Their BFF! The girl next door who put on a plucky face and soldiered on when her husband dumped her for Angelina Jolie! The patron saint of jilted women everywhere. The devotion Aniston inspires is almost as scarily intense as the hatred, both factions making it their business to dissect her private life, psychoanalyse her choice of clothes and make-up, and lob invective at each other in the continuing Team Aniston vs Team Jolie wars. But there are three things we should realise about Jennifer Aniston: 1) You don’t spend a decade in a smartly written sitcom without acquiring razor-sharp comic timing. 2) At least some of the loathing she inspires is due to her area of expertise being that most despised of genres – the rom-com. 3) The reputation she has somehow been saddled with for being “box?office poison” is false. With few exceptions, her films have made money. The exceptions include Wanderlust, a Judd Apatow-produced comedy that flopped in cinemas but may yet make its money back in auxiliary markets, Brad Bird’s under-appreciated animated gem The Iron Giant, in which she provided the voice of the kid’s mum, and cult hit Office Space, in which she was underused in a boring girlfriend role. She has played her share of boring girlfriends, but hitching her star to those of Jim Carrey (in Bruce Almighty) or Adam Sandler (in Just Go With It, a remake of the 1969 comedy Cactus Flower, with Aniston in the Ingrid Bergman role), or blending into an ensemble rom-com cast (something at which she has had plenty of practice) in He’s Just Not That Into You, enabled her to add some smash hits to her CV. Nevertheless, in nearly every case where Aniston has had star or equal billing, the box-office takings have been substantial – she’s one of the few female stars who can command audiences worldwide. “The Rachel” is not just a hair-do but a performance, one on which she has been ringing sometimes intriguing variations for over a decade.
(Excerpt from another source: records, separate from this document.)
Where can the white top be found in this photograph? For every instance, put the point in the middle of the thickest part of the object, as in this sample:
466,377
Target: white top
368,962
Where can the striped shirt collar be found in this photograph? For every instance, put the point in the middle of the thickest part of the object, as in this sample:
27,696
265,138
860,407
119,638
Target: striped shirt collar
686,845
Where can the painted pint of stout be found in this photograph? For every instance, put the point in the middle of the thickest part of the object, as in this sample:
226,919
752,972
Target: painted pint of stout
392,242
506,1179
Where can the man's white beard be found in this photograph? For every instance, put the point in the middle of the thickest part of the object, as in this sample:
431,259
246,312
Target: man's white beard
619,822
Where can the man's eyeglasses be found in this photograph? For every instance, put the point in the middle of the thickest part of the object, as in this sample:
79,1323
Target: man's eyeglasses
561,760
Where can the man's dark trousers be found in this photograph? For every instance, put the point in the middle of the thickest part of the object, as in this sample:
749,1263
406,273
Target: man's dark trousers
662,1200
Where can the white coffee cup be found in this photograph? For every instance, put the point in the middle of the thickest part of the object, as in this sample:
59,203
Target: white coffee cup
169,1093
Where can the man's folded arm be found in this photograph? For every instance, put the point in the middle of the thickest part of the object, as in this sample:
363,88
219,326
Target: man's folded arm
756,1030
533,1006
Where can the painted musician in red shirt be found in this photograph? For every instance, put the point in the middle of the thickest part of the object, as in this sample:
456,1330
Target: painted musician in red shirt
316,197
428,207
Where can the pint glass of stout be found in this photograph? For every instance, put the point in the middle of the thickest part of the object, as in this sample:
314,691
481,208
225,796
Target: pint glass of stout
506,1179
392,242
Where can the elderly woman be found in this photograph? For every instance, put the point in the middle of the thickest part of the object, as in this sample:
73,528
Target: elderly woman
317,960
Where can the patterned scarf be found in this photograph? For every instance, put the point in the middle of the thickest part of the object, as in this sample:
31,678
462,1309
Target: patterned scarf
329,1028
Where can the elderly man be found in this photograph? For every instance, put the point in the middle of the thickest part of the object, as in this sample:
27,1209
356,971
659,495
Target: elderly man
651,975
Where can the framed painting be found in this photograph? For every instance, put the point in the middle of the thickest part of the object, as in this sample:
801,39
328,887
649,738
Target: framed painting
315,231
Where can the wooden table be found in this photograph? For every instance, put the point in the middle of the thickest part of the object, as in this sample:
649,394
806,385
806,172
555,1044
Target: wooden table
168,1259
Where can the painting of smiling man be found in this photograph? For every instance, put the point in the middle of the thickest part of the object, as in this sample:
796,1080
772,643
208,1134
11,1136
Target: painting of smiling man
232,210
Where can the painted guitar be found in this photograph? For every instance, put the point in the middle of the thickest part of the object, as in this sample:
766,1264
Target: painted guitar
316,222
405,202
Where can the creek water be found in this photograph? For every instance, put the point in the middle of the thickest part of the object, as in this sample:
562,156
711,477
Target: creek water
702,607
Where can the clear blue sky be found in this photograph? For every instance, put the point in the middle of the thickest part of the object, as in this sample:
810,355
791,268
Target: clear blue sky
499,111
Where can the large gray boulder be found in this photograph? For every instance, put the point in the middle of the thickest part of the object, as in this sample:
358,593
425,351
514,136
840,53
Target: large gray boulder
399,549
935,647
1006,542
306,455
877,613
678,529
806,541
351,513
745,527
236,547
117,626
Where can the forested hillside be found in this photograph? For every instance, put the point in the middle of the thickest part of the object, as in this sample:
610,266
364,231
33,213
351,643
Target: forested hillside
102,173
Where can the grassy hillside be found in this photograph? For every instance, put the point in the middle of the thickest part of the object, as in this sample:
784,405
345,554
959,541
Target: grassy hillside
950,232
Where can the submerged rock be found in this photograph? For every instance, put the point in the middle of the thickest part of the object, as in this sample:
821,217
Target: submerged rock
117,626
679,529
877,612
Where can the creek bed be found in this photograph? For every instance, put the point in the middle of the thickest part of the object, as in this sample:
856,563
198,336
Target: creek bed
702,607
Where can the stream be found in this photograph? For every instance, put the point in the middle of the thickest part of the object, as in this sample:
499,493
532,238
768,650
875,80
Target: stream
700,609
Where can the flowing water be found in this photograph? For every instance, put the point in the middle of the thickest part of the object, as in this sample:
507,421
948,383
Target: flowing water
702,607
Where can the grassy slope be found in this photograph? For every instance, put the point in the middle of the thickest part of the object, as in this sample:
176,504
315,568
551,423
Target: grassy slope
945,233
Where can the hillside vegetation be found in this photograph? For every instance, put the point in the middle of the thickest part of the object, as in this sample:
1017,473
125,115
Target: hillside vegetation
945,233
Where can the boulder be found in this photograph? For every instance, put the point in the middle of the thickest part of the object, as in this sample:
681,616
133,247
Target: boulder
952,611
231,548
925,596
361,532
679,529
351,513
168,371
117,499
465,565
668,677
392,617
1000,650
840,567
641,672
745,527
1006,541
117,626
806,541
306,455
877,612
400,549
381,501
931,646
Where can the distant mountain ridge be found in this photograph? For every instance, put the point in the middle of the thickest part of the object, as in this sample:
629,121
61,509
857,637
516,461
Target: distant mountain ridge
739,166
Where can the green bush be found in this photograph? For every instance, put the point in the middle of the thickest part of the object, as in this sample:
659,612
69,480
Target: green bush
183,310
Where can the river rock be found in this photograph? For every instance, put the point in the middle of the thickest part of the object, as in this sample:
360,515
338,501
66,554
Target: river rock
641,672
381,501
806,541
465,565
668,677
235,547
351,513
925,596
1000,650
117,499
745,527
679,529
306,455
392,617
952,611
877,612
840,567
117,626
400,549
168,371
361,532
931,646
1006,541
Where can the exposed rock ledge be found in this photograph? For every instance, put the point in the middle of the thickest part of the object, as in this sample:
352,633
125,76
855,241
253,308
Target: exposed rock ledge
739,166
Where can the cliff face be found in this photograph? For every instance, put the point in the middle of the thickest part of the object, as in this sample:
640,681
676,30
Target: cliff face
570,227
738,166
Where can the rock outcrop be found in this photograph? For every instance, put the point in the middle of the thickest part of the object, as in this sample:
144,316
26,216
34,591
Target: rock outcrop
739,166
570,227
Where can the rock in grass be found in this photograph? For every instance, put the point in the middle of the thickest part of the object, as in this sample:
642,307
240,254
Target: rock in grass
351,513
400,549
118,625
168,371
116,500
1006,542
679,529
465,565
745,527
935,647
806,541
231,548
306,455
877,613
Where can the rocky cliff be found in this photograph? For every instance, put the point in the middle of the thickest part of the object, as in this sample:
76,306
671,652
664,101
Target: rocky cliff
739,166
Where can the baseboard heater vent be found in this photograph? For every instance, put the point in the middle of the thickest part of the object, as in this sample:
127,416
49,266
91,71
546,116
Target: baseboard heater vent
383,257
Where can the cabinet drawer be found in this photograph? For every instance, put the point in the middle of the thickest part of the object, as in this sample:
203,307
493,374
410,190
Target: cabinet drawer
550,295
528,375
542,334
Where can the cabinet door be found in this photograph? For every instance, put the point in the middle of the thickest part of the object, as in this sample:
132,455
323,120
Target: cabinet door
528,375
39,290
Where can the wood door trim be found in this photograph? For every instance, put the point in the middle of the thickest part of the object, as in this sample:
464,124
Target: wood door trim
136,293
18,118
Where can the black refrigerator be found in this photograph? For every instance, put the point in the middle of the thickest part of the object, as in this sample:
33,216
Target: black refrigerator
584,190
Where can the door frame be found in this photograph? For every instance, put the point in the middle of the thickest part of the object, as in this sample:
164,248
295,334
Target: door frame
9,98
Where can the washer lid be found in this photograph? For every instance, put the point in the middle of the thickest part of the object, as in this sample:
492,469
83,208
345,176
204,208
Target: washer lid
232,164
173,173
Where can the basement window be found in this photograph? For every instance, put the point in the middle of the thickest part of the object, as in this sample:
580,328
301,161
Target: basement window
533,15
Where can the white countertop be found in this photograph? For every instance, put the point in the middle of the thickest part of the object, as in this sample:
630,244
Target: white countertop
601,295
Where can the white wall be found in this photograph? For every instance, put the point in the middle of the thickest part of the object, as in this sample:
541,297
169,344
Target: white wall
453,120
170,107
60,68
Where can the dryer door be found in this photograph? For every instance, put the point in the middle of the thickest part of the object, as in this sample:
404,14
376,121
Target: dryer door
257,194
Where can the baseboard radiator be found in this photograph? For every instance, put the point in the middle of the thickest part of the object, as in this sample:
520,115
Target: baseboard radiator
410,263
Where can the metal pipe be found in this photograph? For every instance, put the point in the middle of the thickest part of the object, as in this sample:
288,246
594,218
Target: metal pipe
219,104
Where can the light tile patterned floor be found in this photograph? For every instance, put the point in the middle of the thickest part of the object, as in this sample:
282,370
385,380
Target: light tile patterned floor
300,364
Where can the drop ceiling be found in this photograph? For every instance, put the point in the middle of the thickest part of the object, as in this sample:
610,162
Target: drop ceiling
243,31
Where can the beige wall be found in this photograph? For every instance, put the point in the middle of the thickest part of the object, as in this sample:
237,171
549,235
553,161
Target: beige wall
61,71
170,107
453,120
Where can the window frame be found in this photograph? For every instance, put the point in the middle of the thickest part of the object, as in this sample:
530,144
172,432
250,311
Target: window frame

There’s Rachel with a gay friend in The Object of My Affection (one of the first rom-coms to acknowledge that a girl’s best friend is often homosexual), Rachel as Manic Pixie Dreamgirl (a bubbly, life-loving creature that only exists on film) in Along Came Polly (a film that cunningly subverts the cliche to turn her into the Voice of Reason opposite Ben Stiller’s neurotic), Rachel falling out of love with Vince Vaughn in The Break-Up, a reverse rom-com that bravely addresses the decline of a relationship, rather than its flowering.